Like many children, I lacked the vocabulary for what I wanted to do with my life because the words hadn’t been introduced to me yet. But what if, on career day, someone other than a townie had come to visit and shared their work with our young minds? Would I have learned the language to articulate who I wanted to be? Would I have been inspired to carve a path toward a career that genuinely fascinated me? Would I have been encouraged to fight for the life I so deeply desired—just a little earlier?
Understanding your power and the influence your career title carries is a job in itself. As leaders of today, you hold a responsibility to the leaders of tomorrow. Your presence, your words, and your story carry more weight than you may realize.
Raised in a safe household surrounded by country roads and cows, I was given stability, love, and tangible social structure. I was part of the last generation to experience childhood without technology. My access to information was limited to a small-town library and the wisdom of the adults I happened to encounter. I remember feeling frustrated—not because I lacked ambition, but because I lacked mentorship, vocabulary, and exposure to lives that sparked my curiosity.
My upbringing, though small and geographically distant from the life I imagined, is not the most critical matter at hand. What matters more is the opportunity leaders have today to reflect on the influence they wield simply by showing up in underprivileged environments.

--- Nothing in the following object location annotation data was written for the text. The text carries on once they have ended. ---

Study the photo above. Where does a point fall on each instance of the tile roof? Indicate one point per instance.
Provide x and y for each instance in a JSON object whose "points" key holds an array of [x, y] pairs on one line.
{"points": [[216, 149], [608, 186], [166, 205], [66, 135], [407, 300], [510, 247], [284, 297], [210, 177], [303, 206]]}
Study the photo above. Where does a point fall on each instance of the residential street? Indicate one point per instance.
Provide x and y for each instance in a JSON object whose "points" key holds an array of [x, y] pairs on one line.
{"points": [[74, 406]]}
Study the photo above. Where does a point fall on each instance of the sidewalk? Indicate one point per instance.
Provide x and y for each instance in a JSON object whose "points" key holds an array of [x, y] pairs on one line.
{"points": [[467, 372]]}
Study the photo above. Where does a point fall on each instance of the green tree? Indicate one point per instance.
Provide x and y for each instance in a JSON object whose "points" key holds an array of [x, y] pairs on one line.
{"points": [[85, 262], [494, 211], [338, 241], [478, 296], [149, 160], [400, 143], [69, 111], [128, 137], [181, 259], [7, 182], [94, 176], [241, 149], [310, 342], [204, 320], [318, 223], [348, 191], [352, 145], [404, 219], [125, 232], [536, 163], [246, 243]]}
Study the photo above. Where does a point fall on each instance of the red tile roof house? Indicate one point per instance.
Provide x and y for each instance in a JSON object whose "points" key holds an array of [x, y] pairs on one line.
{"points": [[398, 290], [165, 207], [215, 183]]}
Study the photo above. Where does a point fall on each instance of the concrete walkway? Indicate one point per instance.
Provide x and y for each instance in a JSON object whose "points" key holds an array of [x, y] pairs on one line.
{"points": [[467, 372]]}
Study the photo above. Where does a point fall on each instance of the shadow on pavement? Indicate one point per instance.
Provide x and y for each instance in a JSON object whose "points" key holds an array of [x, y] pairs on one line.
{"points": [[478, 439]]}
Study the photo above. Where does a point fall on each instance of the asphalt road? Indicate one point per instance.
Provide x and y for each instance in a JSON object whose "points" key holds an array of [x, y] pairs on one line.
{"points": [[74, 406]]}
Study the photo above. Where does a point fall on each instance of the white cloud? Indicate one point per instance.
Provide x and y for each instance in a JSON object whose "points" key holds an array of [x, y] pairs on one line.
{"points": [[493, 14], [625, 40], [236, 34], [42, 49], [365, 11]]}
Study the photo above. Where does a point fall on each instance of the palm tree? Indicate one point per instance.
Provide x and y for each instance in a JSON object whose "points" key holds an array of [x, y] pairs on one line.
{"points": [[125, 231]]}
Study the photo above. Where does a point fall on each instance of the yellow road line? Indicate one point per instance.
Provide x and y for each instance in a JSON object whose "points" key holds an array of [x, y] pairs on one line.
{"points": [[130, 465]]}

If an outsider had looked at my childhood and the limits of my exposure, they might have assumed I would become a school teacher, or perhaps a stay-at-home mother married to a construction worker. That isn’t to say those lives lack value or fulfillment. But I would have grown up longing for myself—wishing I had been shown more, wishing I had been told I could be more.
To dismiss the impact of a leader’s presence in the lives of young minds is disingenuous. As we grow into adulthood, the environments we inhabit, the decisions we are forced to make, and the people we encounter shape who we become. When children grow up without positive, influential leaders, they often adopt the systems placed directly in front of them. I was lucky; I always dreamed beyond the stars. I imagined worlds I couldn’t yet see myself inside. I was creative, an outside thinker, and a fighter.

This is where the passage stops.